St. genießt offenbar in der rechtsextremen Szene bis heute hohes Ansehen: Als die ehemaligen NeonaziSkinheads aus Saarlouis durch die Wiederaufnahme der Ermittlungen aufgeschreckt wurden, war er es, bei dem die Informationen zusammenliefen. Nach Einschätzung der Ermittler hat er bis heute eine führende und verbindende Funktion innerhalb der „erlebnisorientierten“und rechten Szene im Saarland.
Der Name des jetzigen Angeklagten ist von nahezu allen SzeneZeugen in einem Atemzug mit dem rassistischen Brandanschlag 1991 in Saarlouis genannt worden.
Welche Rolle spielte der Kopf der Saarlouiser Neonaziszene, befürwortete er den Brandanschlag aktiv? Das herauszufinden, obliegt ab Dienstag den fünf Richtern des Koblenzer Staatsschutzsenats. Die Anklage lautet auf Beihilfe zum Mord und zum versuchten Mord in 20 Fällen.
Im Fokus dieser neuen Verhandlung: Der Vorabend des rassistischen Brandanschlags. Es sind die 1990er – die sogenannten Baseballschlägerjahre. Im Bayrischen Hof sitzen drei Neonazis zusammen und saufen: der Angeklagte, der verurteilte Mörder und ein weiterer Kamerad,
Heiko Sch.

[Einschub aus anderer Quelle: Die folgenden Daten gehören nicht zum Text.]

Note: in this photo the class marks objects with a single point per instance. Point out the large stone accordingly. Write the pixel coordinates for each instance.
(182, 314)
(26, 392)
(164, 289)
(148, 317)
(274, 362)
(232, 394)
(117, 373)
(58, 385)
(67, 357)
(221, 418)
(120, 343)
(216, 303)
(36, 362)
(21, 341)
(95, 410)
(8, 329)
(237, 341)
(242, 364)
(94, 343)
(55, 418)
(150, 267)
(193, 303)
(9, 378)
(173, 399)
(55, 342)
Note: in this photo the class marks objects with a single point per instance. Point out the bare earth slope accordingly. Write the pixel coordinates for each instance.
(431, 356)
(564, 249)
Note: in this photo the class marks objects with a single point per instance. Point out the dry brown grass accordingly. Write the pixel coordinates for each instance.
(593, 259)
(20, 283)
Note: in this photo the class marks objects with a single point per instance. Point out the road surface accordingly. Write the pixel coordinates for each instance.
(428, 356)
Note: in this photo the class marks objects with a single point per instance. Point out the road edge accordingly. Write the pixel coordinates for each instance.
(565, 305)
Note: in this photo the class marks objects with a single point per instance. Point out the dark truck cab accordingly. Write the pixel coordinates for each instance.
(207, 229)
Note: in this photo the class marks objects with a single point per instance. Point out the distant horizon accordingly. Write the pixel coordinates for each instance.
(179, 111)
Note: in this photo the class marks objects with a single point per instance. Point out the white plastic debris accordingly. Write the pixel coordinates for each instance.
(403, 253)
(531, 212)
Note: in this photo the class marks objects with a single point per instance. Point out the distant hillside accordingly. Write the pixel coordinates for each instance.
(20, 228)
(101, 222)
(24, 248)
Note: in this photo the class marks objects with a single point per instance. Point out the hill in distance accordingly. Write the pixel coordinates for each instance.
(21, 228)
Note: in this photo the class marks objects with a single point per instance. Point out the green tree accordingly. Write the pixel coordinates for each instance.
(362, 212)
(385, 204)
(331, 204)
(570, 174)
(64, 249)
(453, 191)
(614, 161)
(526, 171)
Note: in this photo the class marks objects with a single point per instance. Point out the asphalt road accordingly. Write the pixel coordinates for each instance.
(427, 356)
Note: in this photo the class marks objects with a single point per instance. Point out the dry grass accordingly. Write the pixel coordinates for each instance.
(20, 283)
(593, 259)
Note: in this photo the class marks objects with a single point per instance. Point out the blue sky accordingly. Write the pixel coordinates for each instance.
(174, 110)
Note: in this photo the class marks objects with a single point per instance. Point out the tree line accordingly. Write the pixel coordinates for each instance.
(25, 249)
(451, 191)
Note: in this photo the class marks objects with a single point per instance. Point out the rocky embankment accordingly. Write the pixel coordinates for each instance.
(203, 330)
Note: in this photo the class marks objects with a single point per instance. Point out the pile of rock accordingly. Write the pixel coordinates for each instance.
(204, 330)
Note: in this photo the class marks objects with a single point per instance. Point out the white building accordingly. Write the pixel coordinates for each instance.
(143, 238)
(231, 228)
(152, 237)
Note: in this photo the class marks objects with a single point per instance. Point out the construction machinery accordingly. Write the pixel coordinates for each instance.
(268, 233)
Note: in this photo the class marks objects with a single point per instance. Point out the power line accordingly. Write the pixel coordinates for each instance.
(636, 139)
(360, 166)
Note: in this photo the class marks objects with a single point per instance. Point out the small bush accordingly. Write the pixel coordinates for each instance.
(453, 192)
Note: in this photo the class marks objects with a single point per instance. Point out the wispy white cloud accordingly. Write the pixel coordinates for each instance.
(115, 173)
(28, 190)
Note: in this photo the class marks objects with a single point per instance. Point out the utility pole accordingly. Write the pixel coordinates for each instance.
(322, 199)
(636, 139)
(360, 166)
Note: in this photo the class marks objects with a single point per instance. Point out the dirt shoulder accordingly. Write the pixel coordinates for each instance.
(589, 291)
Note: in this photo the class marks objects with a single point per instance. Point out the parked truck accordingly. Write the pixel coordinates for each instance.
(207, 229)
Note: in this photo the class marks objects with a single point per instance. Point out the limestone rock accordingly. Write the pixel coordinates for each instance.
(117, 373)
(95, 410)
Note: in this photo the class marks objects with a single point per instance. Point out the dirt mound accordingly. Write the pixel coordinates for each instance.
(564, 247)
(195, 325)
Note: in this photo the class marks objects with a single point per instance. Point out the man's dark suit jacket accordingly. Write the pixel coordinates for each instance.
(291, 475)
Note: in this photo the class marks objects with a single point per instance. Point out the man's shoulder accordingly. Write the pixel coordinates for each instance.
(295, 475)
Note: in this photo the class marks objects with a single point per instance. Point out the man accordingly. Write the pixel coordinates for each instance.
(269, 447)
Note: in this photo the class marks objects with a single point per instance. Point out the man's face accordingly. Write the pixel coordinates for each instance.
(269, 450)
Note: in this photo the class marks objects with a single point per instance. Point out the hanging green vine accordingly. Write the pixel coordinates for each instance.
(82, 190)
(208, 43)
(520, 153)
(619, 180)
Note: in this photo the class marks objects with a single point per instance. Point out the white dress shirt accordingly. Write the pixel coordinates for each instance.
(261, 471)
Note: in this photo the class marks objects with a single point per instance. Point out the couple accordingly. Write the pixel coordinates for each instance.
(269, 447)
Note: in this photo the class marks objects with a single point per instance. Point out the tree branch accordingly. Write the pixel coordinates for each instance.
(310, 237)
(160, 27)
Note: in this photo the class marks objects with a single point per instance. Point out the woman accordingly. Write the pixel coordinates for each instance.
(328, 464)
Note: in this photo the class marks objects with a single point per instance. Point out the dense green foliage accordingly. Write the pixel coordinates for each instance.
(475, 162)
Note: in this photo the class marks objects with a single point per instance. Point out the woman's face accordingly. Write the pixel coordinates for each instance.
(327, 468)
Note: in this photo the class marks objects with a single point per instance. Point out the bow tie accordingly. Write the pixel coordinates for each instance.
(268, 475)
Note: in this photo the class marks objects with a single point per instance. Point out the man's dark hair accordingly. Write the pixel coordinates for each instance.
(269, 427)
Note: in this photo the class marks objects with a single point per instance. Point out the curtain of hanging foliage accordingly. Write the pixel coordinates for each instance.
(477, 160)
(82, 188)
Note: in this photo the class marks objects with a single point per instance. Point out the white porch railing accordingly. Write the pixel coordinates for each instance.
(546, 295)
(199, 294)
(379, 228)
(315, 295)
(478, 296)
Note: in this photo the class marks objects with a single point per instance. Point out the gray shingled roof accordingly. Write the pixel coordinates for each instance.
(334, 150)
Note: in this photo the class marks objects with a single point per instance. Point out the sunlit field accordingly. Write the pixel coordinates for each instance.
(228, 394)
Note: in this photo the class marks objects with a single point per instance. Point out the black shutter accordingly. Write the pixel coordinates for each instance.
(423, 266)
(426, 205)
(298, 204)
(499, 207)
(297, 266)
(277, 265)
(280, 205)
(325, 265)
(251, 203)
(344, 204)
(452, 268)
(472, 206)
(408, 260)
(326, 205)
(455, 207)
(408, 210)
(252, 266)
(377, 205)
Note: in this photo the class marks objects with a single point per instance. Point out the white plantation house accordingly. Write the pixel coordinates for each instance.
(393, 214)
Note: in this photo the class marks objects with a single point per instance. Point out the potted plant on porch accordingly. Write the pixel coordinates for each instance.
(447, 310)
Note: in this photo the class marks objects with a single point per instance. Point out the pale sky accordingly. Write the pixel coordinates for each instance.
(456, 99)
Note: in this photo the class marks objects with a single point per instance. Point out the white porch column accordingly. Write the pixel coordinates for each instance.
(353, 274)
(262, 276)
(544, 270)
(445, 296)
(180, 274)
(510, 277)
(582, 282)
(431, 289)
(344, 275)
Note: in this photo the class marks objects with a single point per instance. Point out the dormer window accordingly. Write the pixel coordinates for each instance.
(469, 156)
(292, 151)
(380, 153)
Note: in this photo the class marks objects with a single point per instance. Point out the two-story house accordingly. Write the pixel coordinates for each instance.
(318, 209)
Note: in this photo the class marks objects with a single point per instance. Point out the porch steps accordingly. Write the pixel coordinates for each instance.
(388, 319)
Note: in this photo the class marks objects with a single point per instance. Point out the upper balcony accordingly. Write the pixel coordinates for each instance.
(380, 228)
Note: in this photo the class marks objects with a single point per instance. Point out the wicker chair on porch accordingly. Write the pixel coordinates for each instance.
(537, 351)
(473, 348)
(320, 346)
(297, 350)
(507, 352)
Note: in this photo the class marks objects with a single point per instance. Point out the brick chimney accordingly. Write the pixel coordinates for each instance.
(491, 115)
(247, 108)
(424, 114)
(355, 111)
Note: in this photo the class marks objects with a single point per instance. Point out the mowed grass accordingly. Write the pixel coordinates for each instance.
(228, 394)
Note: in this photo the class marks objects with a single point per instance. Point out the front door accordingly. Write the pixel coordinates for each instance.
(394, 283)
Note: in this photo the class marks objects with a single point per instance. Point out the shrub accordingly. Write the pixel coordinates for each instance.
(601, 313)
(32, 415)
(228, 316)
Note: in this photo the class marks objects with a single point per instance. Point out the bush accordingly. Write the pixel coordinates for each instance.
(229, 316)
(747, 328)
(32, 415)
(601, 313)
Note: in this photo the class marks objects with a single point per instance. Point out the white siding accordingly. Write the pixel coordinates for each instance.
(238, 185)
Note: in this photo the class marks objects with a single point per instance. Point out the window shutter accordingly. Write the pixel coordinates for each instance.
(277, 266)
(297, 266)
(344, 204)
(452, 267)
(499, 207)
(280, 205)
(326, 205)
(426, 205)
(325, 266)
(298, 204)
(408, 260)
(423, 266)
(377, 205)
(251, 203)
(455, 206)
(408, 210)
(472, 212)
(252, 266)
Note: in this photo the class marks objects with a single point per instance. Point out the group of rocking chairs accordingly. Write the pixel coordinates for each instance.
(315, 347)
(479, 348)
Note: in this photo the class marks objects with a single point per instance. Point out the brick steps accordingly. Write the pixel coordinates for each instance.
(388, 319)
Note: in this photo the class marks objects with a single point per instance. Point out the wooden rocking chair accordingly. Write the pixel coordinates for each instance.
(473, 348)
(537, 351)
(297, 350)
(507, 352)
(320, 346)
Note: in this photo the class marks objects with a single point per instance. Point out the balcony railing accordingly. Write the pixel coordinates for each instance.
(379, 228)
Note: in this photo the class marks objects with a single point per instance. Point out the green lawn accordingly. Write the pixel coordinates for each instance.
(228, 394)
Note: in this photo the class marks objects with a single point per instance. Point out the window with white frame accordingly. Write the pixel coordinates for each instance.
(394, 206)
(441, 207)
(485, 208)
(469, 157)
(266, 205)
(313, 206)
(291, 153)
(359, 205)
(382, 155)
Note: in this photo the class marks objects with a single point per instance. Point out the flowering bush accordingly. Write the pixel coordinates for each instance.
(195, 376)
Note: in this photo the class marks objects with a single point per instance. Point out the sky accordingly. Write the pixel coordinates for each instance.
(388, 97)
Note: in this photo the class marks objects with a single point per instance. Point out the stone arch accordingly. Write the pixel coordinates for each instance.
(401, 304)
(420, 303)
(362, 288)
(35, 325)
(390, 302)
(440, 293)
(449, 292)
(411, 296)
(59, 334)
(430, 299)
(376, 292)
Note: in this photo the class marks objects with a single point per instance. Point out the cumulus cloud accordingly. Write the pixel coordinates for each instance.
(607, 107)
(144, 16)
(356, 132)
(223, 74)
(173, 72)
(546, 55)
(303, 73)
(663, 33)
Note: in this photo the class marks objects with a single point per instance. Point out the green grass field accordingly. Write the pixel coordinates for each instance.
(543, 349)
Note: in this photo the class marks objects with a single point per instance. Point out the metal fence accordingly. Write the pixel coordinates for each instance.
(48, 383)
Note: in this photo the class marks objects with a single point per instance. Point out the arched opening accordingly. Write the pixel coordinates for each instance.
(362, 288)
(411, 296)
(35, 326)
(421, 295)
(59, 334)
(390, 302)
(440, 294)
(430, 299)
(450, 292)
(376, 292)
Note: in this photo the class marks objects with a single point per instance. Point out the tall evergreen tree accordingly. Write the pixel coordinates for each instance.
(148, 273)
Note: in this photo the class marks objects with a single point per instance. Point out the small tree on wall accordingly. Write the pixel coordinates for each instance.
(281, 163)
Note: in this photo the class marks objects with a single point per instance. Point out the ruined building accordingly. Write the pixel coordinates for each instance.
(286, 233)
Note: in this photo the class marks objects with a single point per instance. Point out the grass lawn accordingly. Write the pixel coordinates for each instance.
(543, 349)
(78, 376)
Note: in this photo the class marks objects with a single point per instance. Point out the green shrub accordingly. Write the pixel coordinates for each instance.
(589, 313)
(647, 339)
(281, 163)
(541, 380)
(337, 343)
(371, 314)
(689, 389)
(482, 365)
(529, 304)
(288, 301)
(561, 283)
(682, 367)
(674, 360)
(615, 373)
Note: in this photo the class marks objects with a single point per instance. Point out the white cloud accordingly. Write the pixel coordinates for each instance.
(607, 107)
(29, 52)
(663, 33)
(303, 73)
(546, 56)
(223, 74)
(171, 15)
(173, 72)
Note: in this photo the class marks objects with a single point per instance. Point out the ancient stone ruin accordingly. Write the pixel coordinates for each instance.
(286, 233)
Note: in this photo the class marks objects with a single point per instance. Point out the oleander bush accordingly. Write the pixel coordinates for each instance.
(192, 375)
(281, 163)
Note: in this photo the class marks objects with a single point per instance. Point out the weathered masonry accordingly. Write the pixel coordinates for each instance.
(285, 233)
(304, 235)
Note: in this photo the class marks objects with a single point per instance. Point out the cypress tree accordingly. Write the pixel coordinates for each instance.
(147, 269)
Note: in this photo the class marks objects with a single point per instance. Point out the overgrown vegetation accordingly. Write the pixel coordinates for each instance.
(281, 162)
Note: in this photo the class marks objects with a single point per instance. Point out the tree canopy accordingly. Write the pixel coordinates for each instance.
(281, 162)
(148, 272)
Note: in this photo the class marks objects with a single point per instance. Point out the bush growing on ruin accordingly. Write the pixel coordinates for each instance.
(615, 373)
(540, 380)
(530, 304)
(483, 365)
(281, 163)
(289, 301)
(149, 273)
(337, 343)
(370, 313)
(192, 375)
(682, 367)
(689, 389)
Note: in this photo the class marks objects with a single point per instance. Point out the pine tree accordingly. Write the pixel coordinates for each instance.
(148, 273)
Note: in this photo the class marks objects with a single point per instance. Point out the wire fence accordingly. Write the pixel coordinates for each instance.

Gesprächsthema an diesem Abend laut Anklage: die brutale rassistische Gewalt, mit der Neonazis auf Geflüchtetenunterkünfte in Ostdeutschland losgehen.
„Hier müsste auch mal so was brennen oder passieren“, soll laut des dritten Mannes, der sich anders als seine damaligen Freunde kurz darauf von der rechten Szene lossagte, Rädelsführer St. gesagt haben. Der bestreitet das. Auch sein Kumpel Peter S., der nach langem Leugnen überraschend einräumte, doch bei dem Mord dabei gewesen zu sein, will diesen Satz nicht gehört haben. Er beschuldigte den Szeneaussteiger Heiko Sch. der Haupttäterschaft.
Wenig später brennt das nahe gelegene Flüchtlingswohnheim. Samuel Yeboah stirbt, zahlreiche weitere Bewohner, die teils nur dank Sprüngen aus dem Fenster überlebten, sind bis heute traumatisiert.